The most basic difference is that a bipolar transistor requires current at the control terminal (the base lead), whereas a mosfet requires none. However, there are advantages to both in different situations.
You generally cannot substitute a bipolar transistor for a fet, because the circuit will not be designed to supply the required base current.
MOSFETs have three leads, a source, a gate, and a drain. Bipolar transistors also have three leads, but they are called emitter, base, and collector. These leads roughly correspond to one another, ie, the emitter is like the source, the base is like the gate, and the collector is like the drain. Making the base (gate) more positive (for NPN and N-MOSFETs) or negative (for PNP or P-MOSFETs) with respect to the emitter (source) causes more current to flow from collector (drain) to emitter (source).

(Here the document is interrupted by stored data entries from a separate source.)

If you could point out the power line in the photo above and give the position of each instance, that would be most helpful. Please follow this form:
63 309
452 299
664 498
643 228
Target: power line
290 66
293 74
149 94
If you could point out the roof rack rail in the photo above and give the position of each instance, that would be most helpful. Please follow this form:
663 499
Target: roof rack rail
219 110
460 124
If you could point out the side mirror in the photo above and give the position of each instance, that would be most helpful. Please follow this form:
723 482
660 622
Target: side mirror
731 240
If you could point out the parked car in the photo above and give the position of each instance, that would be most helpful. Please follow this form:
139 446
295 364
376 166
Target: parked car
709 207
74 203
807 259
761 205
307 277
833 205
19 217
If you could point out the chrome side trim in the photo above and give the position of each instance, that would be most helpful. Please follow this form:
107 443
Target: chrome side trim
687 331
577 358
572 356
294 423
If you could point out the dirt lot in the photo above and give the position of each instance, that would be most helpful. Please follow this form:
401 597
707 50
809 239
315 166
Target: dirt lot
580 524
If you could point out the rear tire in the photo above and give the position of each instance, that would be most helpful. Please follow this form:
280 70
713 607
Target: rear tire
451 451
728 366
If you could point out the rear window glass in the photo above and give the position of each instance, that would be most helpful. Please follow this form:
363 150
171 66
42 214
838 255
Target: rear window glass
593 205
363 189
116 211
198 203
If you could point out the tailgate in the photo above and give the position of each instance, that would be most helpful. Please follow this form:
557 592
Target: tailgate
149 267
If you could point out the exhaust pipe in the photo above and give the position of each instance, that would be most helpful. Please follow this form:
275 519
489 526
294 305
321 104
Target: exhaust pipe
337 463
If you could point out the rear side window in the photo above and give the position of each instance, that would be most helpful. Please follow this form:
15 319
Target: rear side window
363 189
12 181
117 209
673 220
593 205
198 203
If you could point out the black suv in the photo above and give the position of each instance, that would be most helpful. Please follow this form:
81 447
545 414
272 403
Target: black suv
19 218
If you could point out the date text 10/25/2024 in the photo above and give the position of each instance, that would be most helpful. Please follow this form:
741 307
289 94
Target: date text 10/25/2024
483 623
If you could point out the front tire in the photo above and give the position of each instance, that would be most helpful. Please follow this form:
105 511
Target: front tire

This terminology is totally confusing, and, sadly, you just have to get used to it if you want to talk about these things.
MOSFETs are used to construct CMOS devices, and are thus the main transistor component to microprocessors. They are also good for constructing huge power transistors, which are easier to control due to the lack of required gate current.
Bipolar transistors are generally more useful for analog design, where the lower noise, more easily predicted voltage requirements, and lower control voltages are useful.
For a FET, the electrostatic field of charges on the control terminal (the gate) is used to moderate the output. MOSFETs have a silicon oxide layer that insulates the gate from the charge. JFETs use a reverse-biased PN junction's depletion region to isolate the gate from the source and drain. For bipolar transistors, the movement of charges across PN junctions controls the output.